This would (0) require Javascript (as reCAPTCHA does—but worse, IIRC this also requires asm.js/webasm which I disable even when enabling JS), and (1) have a drastically disparate impact on those using fast computers versus slow computers/netbooks/mobile devices.  It is also questionable whether it would answer the threat being staved off by the CAPTCHA.  Admittedly, it would work better against what I suspect the threat to be, rather than against spam.

Vod, do you know the actual purpose of the CAPTCHA?  Everybody seems to assume that it’s there to keep out spambots.[1]  My first hunch is that theymos has a problem with bruteforcing of luser passwords, resulting in stolen accounts.  You may perhaps know for certain, not as a matter of assumptions or speculation.

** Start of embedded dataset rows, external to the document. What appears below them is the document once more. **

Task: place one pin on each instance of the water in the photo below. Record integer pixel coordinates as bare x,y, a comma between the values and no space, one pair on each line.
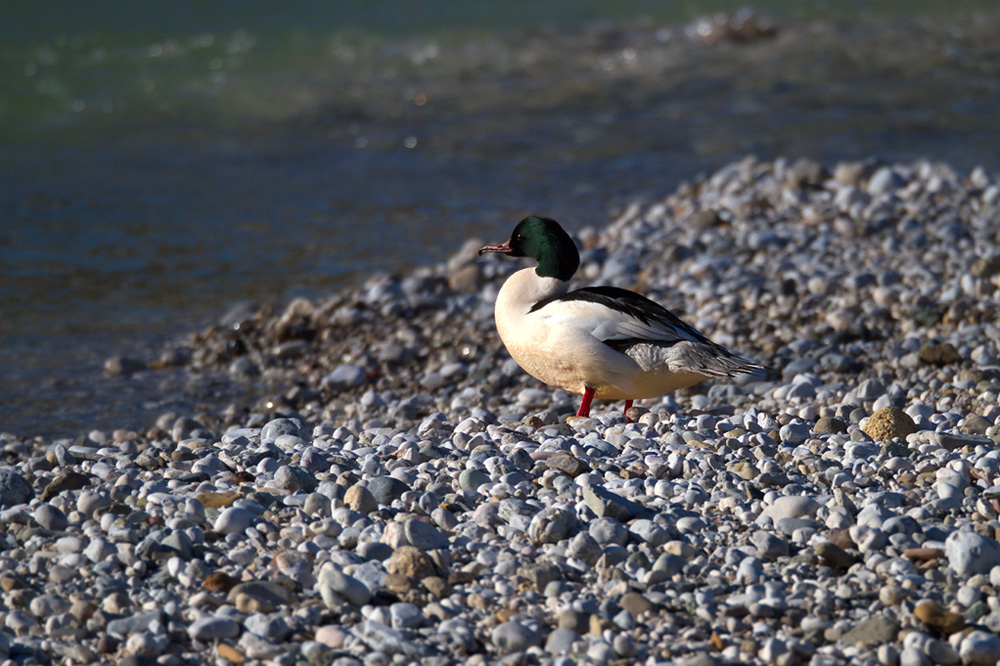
158,166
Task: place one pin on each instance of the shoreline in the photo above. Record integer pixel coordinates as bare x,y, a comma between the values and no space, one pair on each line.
409,491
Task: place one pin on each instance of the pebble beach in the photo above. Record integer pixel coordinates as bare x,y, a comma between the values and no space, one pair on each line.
406,494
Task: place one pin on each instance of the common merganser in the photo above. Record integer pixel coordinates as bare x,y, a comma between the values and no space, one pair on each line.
598,342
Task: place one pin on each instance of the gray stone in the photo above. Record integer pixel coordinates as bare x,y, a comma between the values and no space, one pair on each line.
378,636
282,426
584,547
980,649
213,628
50,517
647,531
605,503
423,535
873,631
334,585
511,637
970,553
796,506
150,621
608,531
92,504
266,592
344,377
99,550
471,479
178,543
794,433
769,546
272,627
551,525
405,615
293,479
234,520
560,641
386,489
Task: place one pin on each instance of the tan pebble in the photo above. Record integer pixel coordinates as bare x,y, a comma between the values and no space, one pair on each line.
360,499
331,635
408,561
931,614
217,500
219,582
397,583
230,654
923,554
437,586
889,423
248,605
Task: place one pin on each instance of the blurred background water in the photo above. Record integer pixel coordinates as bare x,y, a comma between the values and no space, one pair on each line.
162,162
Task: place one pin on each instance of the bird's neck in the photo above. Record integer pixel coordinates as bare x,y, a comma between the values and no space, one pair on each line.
525,288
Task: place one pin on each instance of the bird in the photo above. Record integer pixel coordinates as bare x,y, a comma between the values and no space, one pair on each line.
598,342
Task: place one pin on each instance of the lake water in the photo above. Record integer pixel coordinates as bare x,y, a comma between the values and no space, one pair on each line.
161,163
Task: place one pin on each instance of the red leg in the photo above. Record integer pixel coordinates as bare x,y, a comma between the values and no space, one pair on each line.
588,396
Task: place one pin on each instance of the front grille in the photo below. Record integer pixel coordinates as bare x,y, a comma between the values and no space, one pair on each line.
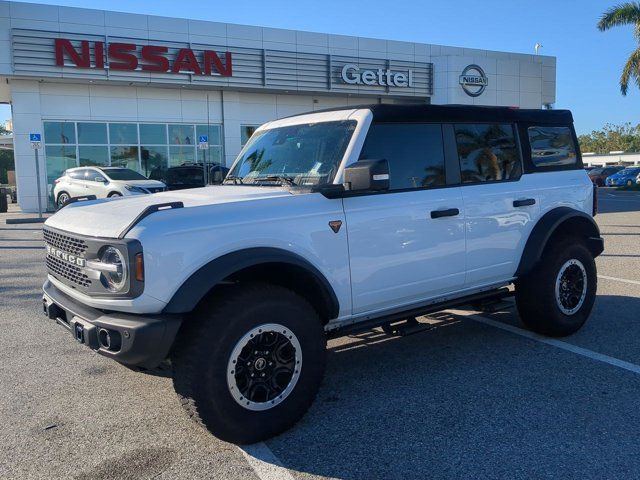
69,244
63,269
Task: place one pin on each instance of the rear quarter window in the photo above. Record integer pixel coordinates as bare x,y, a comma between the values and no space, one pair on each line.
552,147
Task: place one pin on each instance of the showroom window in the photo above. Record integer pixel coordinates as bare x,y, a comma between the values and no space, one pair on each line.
148,148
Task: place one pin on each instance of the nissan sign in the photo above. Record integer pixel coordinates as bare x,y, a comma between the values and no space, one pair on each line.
473,80
352,75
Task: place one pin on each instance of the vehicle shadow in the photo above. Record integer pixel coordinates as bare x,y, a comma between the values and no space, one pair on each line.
465,400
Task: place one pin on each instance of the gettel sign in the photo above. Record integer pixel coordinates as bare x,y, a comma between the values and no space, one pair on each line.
148,58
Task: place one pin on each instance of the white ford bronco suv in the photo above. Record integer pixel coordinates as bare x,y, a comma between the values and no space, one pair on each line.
328,223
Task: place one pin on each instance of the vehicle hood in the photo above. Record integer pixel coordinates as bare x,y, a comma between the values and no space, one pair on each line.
110,217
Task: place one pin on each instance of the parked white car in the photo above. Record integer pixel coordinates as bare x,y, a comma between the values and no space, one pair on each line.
327,224
103,182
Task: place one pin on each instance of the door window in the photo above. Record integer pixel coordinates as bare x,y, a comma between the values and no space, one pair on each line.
414,151
487,153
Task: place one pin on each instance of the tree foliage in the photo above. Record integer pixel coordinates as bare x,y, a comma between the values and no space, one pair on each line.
625,14
612,138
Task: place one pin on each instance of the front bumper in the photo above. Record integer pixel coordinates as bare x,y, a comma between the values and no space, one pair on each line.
134,340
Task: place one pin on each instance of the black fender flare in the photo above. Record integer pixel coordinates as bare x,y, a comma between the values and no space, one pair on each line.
208,276
547,226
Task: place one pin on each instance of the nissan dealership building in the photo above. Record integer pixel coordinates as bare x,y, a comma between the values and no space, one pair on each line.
109,88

I would understand if theymos desires that such information not be disclosed.  But I ask because I have wanted to suggest some alternative solutions; and it’s difficult to know whether my ideas are even worth mentioning.

---

1. This common assumption simply does not make sense to me.  An account farmer could easily use human labour (self or others) to log bots into a large numbers of accounts with “stay logged in” checked, then let them stay logged in to make unlimited spam/nonsense/copypaste posts.  It would be trivial; all the bots would need to do is to keep their cookies.  I know this because I myself now stay logged in, on a credential apparently set to expire in the year 2023.  I have not filled out the CAPTCHA since 10 December.  Whereas a password bruteforcer would indeed be stymied by the CAPTCHA.  A bruteforcer would also be slowed down by a POW.  A spambot could complete the POW once, then stay logged in for years or until permabanned.